Statins are widely-used anti-hyperlipidemics that inhibit 3-hydroxy-3-methyl glutaryl-coenzyme A (HMG-CoA) reductase to decrease intracellular levels of mevalonate. It has been suggested that the side effects caused by statins are mostly induced by deprivation of intracellular metabolic intermediates derived from mevalonate. However, the pathophysiological mechanisms underlying myalgia, a common side effect with an incidence rate of 10-30%, and other rare, but serious, side effects such as rhabdomyolysis, new-onset diabetes, acute renal injury, and peripheral neuropathy, are not yet fully understood. We hypothesized that statins can disrupt cellular functions directly by interacting with target molecules other than HMG-CoA reductase. To verify this hypothesis, we observed the direct effects of statins at a high concentration (1 mM) on cells. In C6 glioma cells, either lovastatin or simvastatin increased intracellular ROS levels significantly after 30 minutes of treatment, whereas pravastatin did not. The increase in ROS production was more prominent when the cells were treated with an inactive lactone form of statins. At two hours after treatment, the ROS production returned to baseline values. The sudden increase in ROS production could be prevented by organic anions, such as lactic acid, which indicated that intracellular statins, which were transported into cells by MCT and/or OATP, triggered ROS production. The increase in ROS levels could be suppressed by antioxidants, but not by mevalonate, diphenyleneiodonium, or N-nitro-L-arginine methyl ester. The LDH assay showed that approximately 51 and 86% of cells were dead at 12 hours after lovastatin and simvastatin treatment, respectively; however, pravastatin did not induce cell death. The antioxidants partially prevented statin-induced cell death, but mevalonate could not.

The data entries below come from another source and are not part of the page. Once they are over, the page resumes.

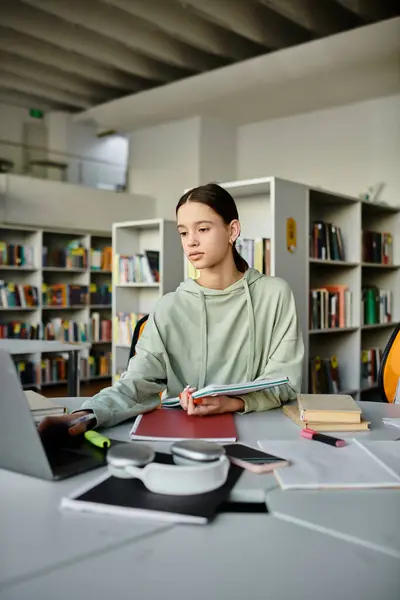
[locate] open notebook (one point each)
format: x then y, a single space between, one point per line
318 466
232 389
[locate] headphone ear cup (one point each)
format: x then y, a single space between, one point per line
119 472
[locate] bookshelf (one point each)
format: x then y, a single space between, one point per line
137 247
36 257
265 205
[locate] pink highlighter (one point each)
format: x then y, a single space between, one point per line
310 434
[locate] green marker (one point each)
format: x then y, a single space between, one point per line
97 439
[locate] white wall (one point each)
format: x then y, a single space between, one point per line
91 160
167 159
163 161
343 149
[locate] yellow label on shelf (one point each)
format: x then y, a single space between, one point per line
291 235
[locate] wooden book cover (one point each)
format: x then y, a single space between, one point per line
292 411
172 424
328 408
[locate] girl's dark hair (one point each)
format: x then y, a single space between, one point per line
223 204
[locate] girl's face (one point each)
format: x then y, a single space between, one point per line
206 239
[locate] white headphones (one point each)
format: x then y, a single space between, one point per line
200 467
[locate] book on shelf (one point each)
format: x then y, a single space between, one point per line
100 329
125 324
371 360
324 375
376 305
98 364
18 295
29 372
64 294
16 255
330 307
20 331
377 247
326 241
73 256
139 268
100 294
101 259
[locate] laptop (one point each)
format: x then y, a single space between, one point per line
24 450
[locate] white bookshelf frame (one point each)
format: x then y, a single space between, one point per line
37 275
264 205
130 238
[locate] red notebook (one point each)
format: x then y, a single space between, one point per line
171 425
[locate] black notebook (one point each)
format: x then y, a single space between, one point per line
129 497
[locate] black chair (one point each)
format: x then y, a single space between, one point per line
140 325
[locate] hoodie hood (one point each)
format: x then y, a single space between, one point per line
242 286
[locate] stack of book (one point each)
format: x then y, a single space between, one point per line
100 294
20 330
74 256
326 242
376 305
140 268
101 259
16 255
330 307
377 247
326 412
15 295
64 294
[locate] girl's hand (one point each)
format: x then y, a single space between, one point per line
210 405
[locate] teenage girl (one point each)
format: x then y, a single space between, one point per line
231 325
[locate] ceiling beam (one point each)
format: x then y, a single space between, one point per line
58 32
27 86
250 20
182 24
133 32
321 16
31 69
372 10
25 46
14 98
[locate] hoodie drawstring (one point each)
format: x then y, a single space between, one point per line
203 326
250 316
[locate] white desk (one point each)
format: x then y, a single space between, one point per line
54 553
20 347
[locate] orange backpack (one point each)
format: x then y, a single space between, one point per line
389 373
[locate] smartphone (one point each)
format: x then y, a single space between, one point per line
253 459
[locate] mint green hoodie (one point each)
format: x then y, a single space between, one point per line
199 336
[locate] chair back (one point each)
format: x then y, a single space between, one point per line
389 372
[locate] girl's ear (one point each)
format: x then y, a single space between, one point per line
234 232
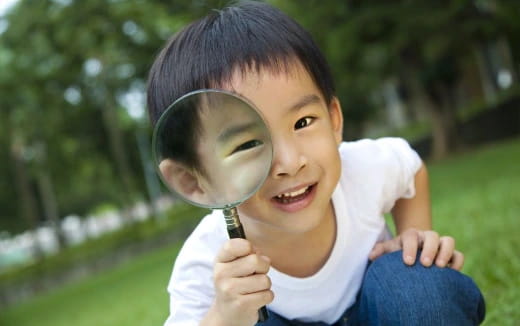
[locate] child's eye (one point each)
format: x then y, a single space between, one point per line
303 122
247 145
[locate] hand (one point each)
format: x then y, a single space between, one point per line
440 250
241 284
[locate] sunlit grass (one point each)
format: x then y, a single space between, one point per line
131 294
476 199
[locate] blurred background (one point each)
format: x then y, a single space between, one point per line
87 233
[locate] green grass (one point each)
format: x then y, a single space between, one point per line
476 199
132 294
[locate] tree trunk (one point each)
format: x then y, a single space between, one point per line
50 205
28 206
118 150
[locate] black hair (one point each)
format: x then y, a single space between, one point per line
247 35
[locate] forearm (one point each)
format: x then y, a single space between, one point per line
414 212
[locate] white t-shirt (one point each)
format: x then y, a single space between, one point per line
375 173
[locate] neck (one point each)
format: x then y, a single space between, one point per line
299 254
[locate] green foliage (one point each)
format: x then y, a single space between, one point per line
131 294
179 220
475 198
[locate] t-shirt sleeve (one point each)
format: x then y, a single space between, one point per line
399 170
191 284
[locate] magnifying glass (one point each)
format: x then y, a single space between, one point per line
213 149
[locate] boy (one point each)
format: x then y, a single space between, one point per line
318 219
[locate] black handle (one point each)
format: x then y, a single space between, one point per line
238 232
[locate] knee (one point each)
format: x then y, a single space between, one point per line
429 291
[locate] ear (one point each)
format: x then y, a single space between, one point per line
336 119
182 180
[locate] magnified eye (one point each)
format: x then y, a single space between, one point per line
247 145
303 122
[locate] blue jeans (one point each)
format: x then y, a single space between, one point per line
393 293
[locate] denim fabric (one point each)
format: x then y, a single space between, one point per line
393 293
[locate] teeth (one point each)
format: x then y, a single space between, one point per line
293 194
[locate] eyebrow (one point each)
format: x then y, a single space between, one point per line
304 101
231 132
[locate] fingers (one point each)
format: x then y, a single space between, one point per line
234 249
241 282
446 251
410 240
457 260
430 247
245 285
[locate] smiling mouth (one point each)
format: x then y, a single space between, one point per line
291 197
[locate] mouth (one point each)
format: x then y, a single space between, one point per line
295 200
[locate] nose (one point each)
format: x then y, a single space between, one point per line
288 158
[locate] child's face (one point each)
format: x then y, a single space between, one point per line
296 195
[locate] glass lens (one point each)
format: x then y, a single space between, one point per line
212 148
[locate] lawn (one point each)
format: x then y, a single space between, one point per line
476 199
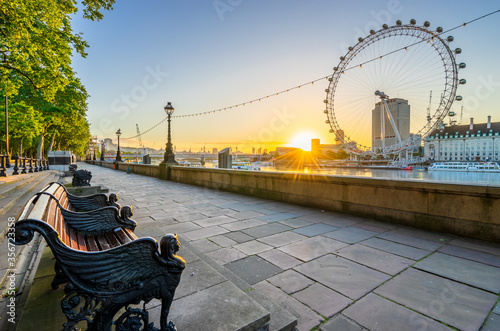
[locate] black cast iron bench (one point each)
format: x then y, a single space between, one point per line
84 203
106 268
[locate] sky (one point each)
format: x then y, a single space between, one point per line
208 55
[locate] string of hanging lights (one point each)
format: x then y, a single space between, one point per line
359 66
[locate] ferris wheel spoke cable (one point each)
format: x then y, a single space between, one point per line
319 79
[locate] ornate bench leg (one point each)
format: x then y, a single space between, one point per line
75 310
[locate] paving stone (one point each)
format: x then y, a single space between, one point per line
180 227
197 276
252 247
478 245
496 310
239 236
277 217
290 281
266 230
492 323
470 254
191 313
340 323
411 241
322 300
295 222
253 269
349 278
376 313
266 211
376 259
469 272
241 225
423 234
315 229
312 248
281 239
223 241
455 304
350 234
183 217
226 255
205 245
216 212
307 318
396 248
212 221
243 215
282 260
370 227
205 233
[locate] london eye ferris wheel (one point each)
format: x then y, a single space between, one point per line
392 89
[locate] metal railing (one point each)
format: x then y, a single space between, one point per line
22 165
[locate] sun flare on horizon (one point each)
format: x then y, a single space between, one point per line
302 140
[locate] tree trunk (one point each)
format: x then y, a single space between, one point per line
51 143
39 149
21 147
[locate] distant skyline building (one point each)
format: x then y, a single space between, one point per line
400 110
317 147
471 142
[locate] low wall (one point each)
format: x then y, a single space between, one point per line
466 210
140 169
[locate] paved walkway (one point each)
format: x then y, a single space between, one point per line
332 271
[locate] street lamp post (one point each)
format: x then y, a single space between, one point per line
102 151
7 134
169 156
118 154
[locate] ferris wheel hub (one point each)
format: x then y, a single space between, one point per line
382 95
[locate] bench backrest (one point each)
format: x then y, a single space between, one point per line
46 209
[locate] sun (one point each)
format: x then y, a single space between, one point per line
302 140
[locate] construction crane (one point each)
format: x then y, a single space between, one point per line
141 145
429 108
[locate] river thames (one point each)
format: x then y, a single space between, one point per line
469 178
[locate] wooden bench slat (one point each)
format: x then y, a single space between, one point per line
122 236
82 246
102 242
113 241
130 234
73 243
92 243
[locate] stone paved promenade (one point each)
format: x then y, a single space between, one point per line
332 271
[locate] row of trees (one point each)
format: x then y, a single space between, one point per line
47 103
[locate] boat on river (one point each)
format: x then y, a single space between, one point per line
465 166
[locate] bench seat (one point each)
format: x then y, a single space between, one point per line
105 270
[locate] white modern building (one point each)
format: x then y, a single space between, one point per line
472 142
400 111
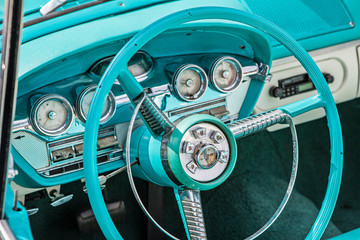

After lovastatin treatment, mitochondrial membrane potential (MMP) disruption could be observed within one hour. Subsequently, MMP returned to the normal levels, but was disrupted again after five hours of treatment. The initial phase of MMP disruption was suppressed by cyclosporine A (CsA) or 4,4'-diisothiocyanostilbene-2,2'-disulfonic acid (DIDS). The late phase of MMP disruption was suppressed by DIDS for up to 16 hours, but was augmented by CsA. Our data show that statins can exert direct cytotoxicity by interacting with target molecules other than HMG-CoA reductase.